Things have only gotten worse since Podhoretz’s ejectment from the Left in 1963. Nowadays, people are not only incapable of nuanced thought. Now, their cognitive style can only be described as primitive and hysterical.
I have heard people decry a book because it dealt with slavery, or male chauvinism, or promiscuity. The book in question may have condemned slavery, or any one of a number of misdeeds, but the condemnatory view of the evil did not suffice to rehabilitate the book. These sorts of critics assume the stance of the 3 monkeys who “Hear no evil, see no evil or speak no evil,” afraid that even mentioning something like slavery will tend to rehabilitate the crime even if it is discussed with the most caustic criticism.

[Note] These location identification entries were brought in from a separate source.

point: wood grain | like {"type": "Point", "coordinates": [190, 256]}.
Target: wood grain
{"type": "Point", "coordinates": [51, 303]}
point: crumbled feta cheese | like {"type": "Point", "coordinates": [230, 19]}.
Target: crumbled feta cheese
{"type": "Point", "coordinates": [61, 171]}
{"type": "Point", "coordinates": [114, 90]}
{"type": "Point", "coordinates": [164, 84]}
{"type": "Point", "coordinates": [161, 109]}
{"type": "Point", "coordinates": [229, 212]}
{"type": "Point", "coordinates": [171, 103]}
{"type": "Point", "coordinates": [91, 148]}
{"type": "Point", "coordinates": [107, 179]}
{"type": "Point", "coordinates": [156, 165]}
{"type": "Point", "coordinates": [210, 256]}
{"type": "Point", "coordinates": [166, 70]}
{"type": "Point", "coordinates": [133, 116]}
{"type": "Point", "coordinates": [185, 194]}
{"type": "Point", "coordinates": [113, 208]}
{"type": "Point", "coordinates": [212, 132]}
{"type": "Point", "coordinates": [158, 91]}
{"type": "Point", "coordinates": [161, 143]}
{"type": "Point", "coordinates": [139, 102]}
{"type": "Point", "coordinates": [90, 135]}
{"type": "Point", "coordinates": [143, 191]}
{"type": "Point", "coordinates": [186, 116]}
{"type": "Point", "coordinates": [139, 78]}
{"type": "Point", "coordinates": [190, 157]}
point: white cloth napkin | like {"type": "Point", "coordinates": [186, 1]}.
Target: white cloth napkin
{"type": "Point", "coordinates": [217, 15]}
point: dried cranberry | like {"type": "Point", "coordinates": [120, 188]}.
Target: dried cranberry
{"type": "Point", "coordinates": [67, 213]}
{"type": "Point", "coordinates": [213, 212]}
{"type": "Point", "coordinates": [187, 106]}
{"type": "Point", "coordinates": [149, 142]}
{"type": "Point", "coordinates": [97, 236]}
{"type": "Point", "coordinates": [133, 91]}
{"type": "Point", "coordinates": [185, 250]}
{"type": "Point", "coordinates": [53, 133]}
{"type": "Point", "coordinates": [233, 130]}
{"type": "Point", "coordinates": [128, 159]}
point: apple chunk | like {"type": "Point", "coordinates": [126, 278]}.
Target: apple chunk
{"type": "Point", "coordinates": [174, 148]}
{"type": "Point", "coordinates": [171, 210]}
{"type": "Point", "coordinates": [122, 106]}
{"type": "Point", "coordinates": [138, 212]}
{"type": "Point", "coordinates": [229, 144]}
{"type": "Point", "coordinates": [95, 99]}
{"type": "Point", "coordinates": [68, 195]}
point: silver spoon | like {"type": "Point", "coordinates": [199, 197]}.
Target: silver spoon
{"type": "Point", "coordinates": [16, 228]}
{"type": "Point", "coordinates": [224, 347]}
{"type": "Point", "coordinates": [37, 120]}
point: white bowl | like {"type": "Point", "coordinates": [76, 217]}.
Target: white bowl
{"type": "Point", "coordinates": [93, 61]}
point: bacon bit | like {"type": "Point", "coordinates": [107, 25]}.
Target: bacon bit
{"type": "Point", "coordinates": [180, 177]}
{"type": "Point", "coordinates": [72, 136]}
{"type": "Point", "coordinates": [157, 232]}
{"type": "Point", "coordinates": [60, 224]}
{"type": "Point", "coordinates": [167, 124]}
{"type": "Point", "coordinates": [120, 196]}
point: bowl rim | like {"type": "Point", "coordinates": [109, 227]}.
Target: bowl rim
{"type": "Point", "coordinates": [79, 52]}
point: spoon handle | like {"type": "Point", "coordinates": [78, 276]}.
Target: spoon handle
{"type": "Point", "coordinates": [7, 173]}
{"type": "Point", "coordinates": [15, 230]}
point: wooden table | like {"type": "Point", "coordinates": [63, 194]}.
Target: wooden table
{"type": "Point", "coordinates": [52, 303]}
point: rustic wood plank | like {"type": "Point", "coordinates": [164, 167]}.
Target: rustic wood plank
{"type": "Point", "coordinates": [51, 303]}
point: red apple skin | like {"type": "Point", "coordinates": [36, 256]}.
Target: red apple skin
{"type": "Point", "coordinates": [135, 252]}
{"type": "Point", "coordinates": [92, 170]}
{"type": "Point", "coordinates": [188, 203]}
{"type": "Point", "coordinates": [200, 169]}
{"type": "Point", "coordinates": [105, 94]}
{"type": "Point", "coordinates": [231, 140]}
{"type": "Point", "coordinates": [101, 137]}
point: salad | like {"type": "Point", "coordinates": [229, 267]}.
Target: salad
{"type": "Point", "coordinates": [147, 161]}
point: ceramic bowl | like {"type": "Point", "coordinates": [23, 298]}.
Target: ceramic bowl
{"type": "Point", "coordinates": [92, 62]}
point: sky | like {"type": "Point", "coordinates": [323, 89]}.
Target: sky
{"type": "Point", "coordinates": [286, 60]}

As the editor of Commentary, Podhoretz had, perhaps, been one of the instigators of the New Left and the Counterculture. For example, he published pieces by and about Paul Goodman, whose major work, “Growing Up Absurd,” skewered sanctimonious Fifties America like a shish ka bob, and Herbert Marcuse, a descendent of the Frankfurt school of Marxist thought and mentor to Angela Davis of the Black Panthers. In his bookish, restrained fashion, he sort of laid the intellectual foundation for the lifestyle and escapades of the beatniks and the hippies.
However, after the left busted his balls for harboring politically incorrect thoughts at the age of nine, he began his steady, inexorable trek to the Right. Podhoretz, clearly embittered by the denunciation of former comrades from the left, mythologized his journey to the right as something rivaling Chairman Mao’s Long March. In his grandiose telling, he took his gang of secular Trotskyite Yeshiva boys to the Ranches of George Bush and Ronald Reagan.

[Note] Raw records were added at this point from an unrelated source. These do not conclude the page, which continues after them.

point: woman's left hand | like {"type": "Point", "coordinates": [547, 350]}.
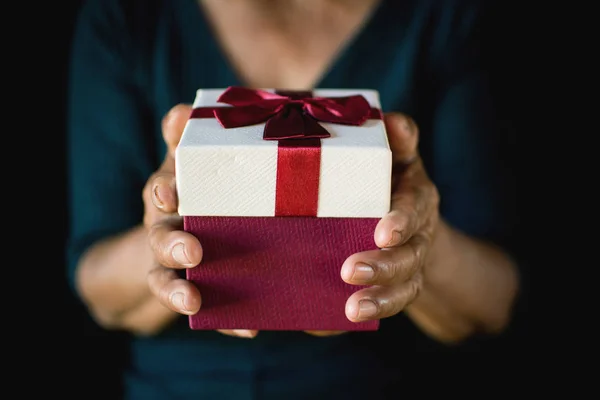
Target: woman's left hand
{"type": "Point", "coordinates": [404, 236]}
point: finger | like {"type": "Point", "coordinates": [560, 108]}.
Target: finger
{"type": "Point", "coordinates": [386, 267]}
{"type": "Point", "coordinates": [403, 137]}
{"type": "Point", "coordinates": [160, 193]}
{"type": "Point", "coordinates": [173, 247]}
{"type": "Point", "coordinates": [173, 292]}
{"type": "Point", "coordinates": [325, 333]}
{"type": "Point", "coordinates": [243, 333]}
{"type": "Point", "coordinates": [173, 124]}
{"type": "Point", "coordinates": [379, 302]}
{"type": "Point", "coordinates": [412, 205]}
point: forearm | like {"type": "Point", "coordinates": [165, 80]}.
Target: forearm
{"type": "Point", "coordinates": [470, 286]}
{"type": "Point", "coordinates": [112, 282]}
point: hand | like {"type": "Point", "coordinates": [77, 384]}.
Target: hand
{"type": "Point", "coordinates": [404, 235]}
{"type": "Point", "coordinates": [173, 248]}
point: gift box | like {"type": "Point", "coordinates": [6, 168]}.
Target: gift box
{"type": "Point", "coordinates": [280, 187]}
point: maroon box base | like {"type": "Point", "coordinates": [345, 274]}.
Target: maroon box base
{"type": "Point", "coordinates": [276, 273]}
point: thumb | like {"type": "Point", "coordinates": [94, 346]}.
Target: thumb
{"type": "Point", "coordinates": [172, 125]}
{"type": "Point", "coordinates": [403, 136]}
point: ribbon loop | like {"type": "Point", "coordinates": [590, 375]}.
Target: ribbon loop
{"type": "Point", "coordinates": [289, 114]}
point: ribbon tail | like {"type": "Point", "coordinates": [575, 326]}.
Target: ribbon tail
{"type": "Point", "coordinates": [235, 117]}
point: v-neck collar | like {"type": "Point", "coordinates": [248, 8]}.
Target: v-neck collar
{"type": "Point", "coordinates": [331, 78]}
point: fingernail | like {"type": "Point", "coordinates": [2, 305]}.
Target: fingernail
{"type": "Point", "coordinates": [178, 301]}
{"type": "Point", "coordinates": [179, 255]}
{"type": "Point", "coordinates": [395, 238]}
{"type": "Point", "coordinates": [156, 197]}
{"type": "Point", "coordinates": [363, 272]}
{"type": "Point", "coordinates": [366, 309]}
{"type": "Point", "coordinates": [244, 333]}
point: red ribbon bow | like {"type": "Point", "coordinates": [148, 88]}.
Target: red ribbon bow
{"type": "Point", "coordinates": [288, 115]}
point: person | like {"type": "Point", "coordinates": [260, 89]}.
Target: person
{"type": "Point", "coordinates": [445, 273]}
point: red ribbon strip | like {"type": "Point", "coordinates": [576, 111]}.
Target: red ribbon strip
{"type": "Point", "coordinates": [291, 118]}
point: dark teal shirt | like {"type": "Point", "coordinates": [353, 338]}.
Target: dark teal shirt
{"type": "Point", "coordinates": [133, 60]}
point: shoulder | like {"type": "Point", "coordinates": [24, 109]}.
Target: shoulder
{"type": "Point", "coordinates": [118, 24]}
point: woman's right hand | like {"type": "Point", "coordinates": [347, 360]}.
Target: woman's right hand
{"type": "Point", "coordinates": [173, 247]}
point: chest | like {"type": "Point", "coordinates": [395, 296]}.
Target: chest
{"type": "Point", "coordinates": [279, 47]}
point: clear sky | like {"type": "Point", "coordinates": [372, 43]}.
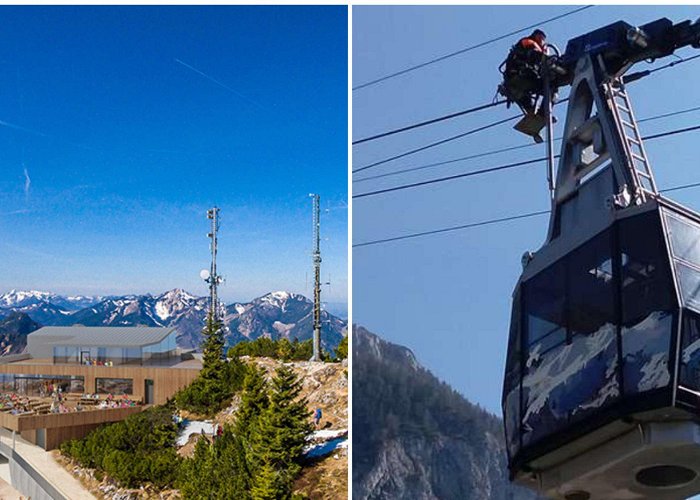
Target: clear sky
{"type": "Point", "coordinates": [120, 126]}
{"type": "Point", "coordinates": [448, 296]}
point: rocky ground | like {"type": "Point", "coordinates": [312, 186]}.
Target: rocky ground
{"type": "Point", "coordinates": [324, 385]}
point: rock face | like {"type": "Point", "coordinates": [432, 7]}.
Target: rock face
{"type": "Point", "coordinates": [281, 314]}
{"type": "Point", "coordinates": [415, 437]}
{"type": "Point", "coordinates": [13, 332]}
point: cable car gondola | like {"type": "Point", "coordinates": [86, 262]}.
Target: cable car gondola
{"type": "Point", "coordinates": [601, 396]}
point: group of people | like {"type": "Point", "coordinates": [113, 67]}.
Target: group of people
{"type": "Point", "coordinates": [89, 362]}
{"type": "Point", "coordinates": [111, 402]}
{"type": "Point", "coordinates": [18, 404]}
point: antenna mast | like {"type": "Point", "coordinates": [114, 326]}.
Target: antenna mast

In a little while, he was nothing but an urbane, Jewish version of Archie Bunker. In the 70’, when Arab petro states went wild with the price of oil, he suggested that if America had any balls, as it once did, America would conquer Saudia Arabia, Iraq, Libya, etc. etc., and simply take all the oil it wanted. And when he didn’t imagine that he was Errol Flynn bashing racial inferiors in an old movie about the glories of the English Empire, he was bashing Jews who were unreconstructed lefties. I read at least two, or maybe three, books in which he said something like this: I used to be friends with people like Lillian Hellman and Norman Mailer, but I soon learned to realize that they were immature, crazy lefties who only wanted to make trouble.

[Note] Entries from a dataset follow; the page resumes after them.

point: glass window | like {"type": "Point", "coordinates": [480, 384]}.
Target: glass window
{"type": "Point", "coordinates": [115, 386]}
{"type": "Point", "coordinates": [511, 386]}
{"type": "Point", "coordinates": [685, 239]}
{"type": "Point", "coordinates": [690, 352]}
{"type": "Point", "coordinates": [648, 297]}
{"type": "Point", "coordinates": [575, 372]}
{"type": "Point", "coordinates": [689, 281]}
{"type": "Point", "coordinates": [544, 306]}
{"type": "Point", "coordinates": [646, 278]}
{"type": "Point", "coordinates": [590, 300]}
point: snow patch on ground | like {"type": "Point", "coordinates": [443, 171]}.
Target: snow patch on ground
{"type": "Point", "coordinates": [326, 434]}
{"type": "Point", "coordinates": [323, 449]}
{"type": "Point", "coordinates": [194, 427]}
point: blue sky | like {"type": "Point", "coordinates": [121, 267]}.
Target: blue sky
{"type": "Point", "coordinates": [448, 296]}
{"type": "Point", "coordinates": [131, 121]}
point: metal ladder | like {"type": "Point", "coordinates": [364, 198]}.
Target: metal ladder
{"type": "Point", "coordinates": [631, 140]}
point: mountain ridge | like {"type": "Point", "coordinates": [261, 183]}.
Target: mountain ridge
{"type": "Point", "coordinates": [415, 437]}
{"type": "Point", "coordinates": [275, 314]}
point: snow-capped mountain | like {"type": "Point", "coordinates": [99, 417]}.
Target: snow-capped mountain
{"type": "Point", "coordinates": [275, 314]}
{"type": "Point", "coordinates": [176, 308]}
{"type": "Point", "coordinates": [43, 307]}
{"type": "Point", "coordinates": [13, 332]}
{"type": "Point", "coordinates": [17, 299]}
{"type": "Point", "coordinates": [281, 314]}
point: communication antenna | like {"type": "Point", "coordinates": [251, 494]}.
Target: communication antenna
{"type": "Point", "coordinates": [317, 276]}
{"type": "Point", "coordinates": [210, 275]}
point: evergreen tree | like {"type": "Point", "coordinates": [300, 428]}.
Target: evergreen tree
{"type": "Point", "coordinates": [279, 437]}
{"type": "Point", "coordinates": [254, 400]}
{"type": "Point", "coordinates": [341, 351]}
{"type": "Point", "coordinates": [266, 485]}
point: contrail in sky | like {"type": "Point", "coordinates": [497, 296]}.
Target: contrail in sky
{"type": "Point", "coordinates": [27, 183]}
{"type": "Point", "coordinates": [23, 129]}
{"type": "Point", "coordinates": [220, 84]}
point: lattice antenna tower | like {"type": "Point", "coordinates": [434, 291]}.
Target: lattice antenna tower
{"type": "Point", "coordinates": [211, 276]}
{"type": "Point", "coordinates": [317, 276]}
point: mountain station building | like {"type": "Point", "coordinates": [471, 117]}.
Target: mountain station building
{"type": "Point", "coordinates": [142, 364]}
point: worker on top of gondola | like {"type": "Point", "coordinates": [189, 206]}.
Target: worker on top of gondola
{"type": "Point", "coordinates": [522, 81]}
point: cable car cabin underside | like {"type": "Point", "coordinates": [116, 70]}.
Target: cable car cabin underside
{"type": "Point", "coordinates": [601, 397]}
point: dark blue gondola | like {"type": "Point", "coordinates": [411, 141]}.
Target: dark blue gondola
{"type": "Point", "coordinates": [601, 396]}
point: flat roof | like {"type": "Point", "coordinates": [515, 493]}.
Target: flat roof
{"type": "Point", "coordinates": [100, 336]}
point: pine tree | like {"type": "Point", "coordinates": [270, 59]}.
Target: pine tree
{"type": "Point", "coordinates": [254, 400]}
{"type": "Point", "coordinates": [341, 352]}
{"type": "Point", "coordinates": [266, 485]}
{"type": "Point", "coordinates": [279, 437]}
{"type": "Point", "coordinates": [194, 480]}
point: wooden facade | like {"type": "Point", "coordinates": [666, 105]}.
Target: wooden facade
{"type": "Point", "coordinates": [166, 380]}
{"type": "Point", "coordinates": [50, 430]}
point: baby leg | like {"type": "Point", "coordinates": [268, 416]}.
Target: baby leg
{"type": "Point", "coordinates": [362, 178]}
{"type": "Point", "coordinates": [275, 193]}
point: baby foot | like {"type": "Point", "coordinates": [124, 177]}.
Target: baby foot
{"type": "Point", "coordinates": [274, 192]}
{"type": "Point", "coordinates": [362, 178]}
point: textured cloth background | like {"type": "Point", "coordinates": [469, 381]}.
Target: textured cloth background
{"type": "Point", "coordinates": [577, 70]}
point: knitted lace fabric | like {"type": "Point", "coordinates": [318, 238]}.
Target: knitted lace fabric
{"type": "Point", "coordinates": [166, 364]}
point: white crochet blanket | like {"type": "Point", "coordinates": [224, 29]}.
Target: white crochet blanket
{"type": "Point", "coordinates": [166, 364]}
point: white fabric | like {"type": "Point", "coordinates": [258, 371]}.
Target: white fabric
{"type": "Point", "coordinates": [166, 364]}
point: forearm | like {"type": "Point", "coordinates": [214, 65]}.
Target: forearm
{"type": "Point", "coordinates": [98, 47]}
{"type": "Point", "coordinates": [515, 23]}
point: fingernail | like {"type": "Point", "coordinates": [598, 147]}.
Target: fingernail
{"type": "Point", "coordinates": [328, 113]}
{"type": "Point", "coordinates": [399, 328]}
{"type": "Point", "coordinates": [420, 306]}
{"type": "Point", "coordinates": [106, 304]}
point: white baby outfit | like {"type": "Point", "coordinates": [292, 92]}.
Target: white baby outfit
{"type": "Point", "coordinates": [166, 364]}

In conclusion, I think that having an honest conversation about racial and political problems may prove perilous to one’s professional life. I have heard many people say they welcome an honest conversation about race, but their rhetoric is sugar-coated horseshit. People don’t want an honest conversation; an honest conversation may offend the biases they enshrine as gospel truth. These talking heads who pretend to welcome candid conversations only want a brain-dead rehashing of everything that want to believe is true.